Luke's Secret Art

Chapter 15


Written By: Justin Case

Edited By: Ed


October 4, 2001


Disclaimer: This story contains sexually graphic language and should be viewed by persons of legal age. If you continue to view this material, you may go blind. You also accept responsibility for your actions if you further peruse this tale of pure wit. This story is about two young boys that fall in love with each other, it is fiction. As much as you'd like it to be about you, it isn't. If you think this fine assortment and variety of words that the writer has assembled and selected is about you, or someone you know, it is pure coincidence. The writer, his editor, and the publisher wish you luck in all your endeavors. ©JCPCo2001


SoapBox®: Hello, to all of you out there in Netsville. Thanks for keeping it real for me. I love all the letters and messages, I really do. My good friends, this is the last chapter of Luke's Secret Art. Yep, I am ending the trilogy. I want to tell you all it has been fun examining the three major facts of life (death, love, and taxes) in the `Secret' triple book set, and how secrets interplay in our lives. If you haven't read the other two books that went along with this one (`books,' I use the term loosely), fear not. You can find `Michael's Secret Love' and `Guy's Secret', the other stories that complete the trilogy, in my bookshelf. Go to my website,, you'll find them there with all my other work.
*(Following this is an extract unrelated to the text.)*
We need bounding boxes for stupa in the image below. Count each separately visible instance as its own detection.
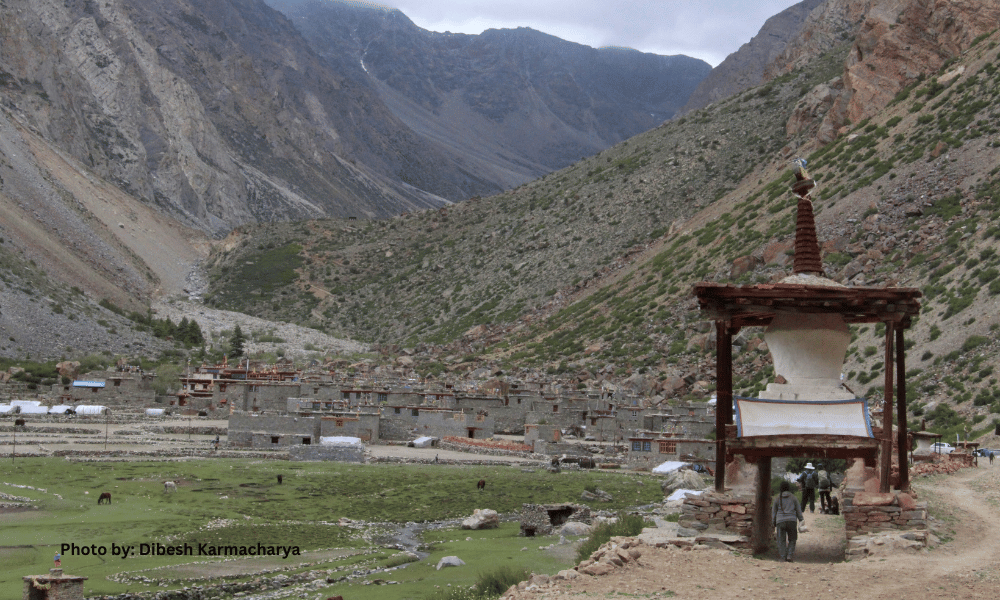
[694,159,921,548]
Oh, and don't worry, Luke and Travis will be moving. That's right, you heard it first here. Check out chapter 11 of `Comedy of Errors' in my library, also at my site. Or, you can start `Comedy...' on http://Nifty.Org, go to the gay high school section of thearchives; chapter 7 is the most current chapter there, so you won't have to be overwhelmed with too much reading. You can just catch up. It's OK.

For the real die-hard reader, guess what? Cassandra Tacano, the bitch on wheels, has also moved. She's now appearing in `Intertwined,' my very latest. That is found in my library and the gay relationship section of the Nifty archives. It's now (at the time of this writing) in its fourth chapter.

Well, thanks for keeping in touch, and for those of you who want to write me; the addy is, I answer all my mail. Now, on with the story. As always, but not forever, Just Justin <>


Travis and I have been an item going on two years now. This Christmas, we'll celebrate our second year as a couple. Can you believe it? I can.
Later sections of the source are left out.